For those living in Moscow, where July was declared the coldest month in the past hundred years, it’s hard to imagine how much Europe has suffred from the heat over the past month. Temperature broke all records and caused fires in Germany, France, Portugal and Spain.
Fires in northwestern Italy in March were harbinger of summer disasters. Rescuers fought with a strong fire on the Ligurian coast. Their work was complicated by strong wind. Then kindergartens and schools were closed, dozens of families had to be evacuated. Highways were also in the danger zone. Several drivers were caught in a trap on one of them. It was later called firestorm.
In March, fire in England shocked literature enthusiasts: the East Sussex Ashdown forest, which is described in Alan Milne’s “Winnie the Pooh,” caught fire. Firefighters called dry undergrowth, which quickly ignited due to hot weather, the cause of the fire.
With the beginning of summer, situation got worse in many European countries. In north-eastern Spain, in the Catalan province of Terragona, fire destroyed six thousand hectares of forest, in Toledo – over two thousand hectares. Last year, wildfires raged in resort towns where flames almost reached homes. This year, the heat in Spain has already caused several deaths: a 17-year-old boy in Cordoba and a 93-year-old man on a street in Valladolid have died. Several more people were brought to the hospitals in severe condition. One of the victims was a firefighter who extinguished forest fire in Catalonia.
Air masses that came from hot Africa caused fires in Spain and France. In the south of France, the country’s record for high temperatures was recently broken. Firefighters claim that dozens of cases of fires have been recorded. Authorities say that because of the heat in France, at least one person drowns per day, trying to cool in a water source. Yesterday, an amphibious aircraft that was trying to put out forest fire in the French department of Gard has crashed, nothing is known about the fate of the crew.
In Portugal, heat has caused massive forest fires. Due to high temperatures, at least four people died, including a child from Austria.
Forests also burn in Croatia. The fire came close to residential buildings, local residents and tourists had to be evacuated. Law enforcement services are using special equipment and helicopters to help firefighters. This year’s largest fire on the Adriatic coast has already been put out thanks to the rain.
In England, the temperature also approached the 40-degree mark. People swim in Thames, trying to avoid the heat, and London police have already found bodies of two men.
In early July, firefighters couldn’t locate a major fire in eastern Latvia for a long time. Over 20 hectares of peat bogs were burning in the Karsovsky Krai, and fire quickly spread towards the nearby forest. Helicopters of the armed forces and border guards, as well as railway workers were involved in the extinguishing process.
The Arctic is also burning. Fire encompasses vast territories in northern Canada, in Greenland and in the US (Alaska). Fires started much earlier than usual due to abnormally high temperatures in the Arctic latitudes, due to which it quickly dried out and now forests burn much easily.
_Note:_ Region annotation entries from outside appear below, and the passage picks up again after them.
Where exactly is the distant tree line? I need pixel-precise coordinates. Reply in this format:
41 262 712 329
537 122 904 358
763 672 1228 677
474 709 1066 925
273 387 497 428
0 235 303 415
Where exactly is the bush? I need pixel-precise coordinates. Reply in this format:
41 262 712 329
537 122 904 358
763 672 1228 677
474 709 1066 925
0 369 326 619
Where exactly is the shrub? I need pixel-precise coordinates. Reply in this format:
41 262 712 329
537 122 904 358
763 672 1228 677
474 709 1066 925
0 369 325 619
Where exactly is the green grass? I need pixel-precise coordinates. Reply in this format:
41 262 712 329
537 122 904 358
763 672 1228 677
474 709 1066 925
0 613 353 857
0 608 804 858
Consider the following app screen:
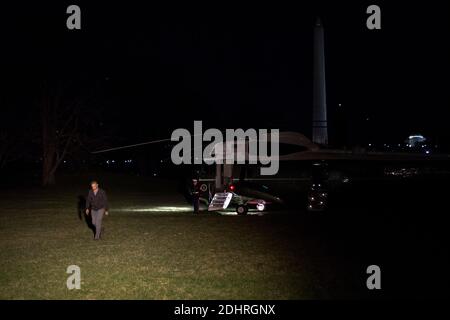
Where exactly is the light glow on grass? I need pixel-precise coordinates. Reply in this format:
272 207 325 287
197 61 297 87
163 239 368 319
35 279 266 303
118 206 193 212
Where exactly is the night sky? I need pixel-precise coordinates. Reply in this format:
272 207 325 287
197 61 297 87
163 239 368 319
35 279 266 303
0 1 450 149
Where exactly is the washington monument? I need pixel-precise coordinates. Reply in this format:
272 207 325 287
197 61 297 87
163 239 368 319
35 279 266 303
312 18 328 145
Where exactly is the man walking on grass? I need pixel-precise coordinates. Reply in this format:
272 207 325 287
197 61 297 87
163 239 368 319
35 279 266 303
86 181 108 240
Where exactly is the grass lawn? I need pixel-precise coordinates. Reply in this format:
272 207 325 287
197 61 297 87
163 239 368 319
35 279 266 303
0 176 322 299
It was already extremely warm in Alaska by the spring. 250 fires have already been recorded in Alaska, with approximately 200 of them spreading uncontrollably. Experts say this is twice as much as usual.
Fires in Greece and Portugal threaten populated areas. Aviation is already being used in order to bring down the flames.
Last year, dozens of people were brought to hospitals in Portugal with burns. Dry and hot weather prevented firefighters from dealing with the fire. In Spain, several people died from heat stroke. There was also unbearable heat in France, Italy, Great Britain, Switzerland, where thousands of households suffered from it, and the damage was estimated at billions of euros. It’s still to early to calculate this year’s damage: Europe is still burning and suffocating from smoke and heat.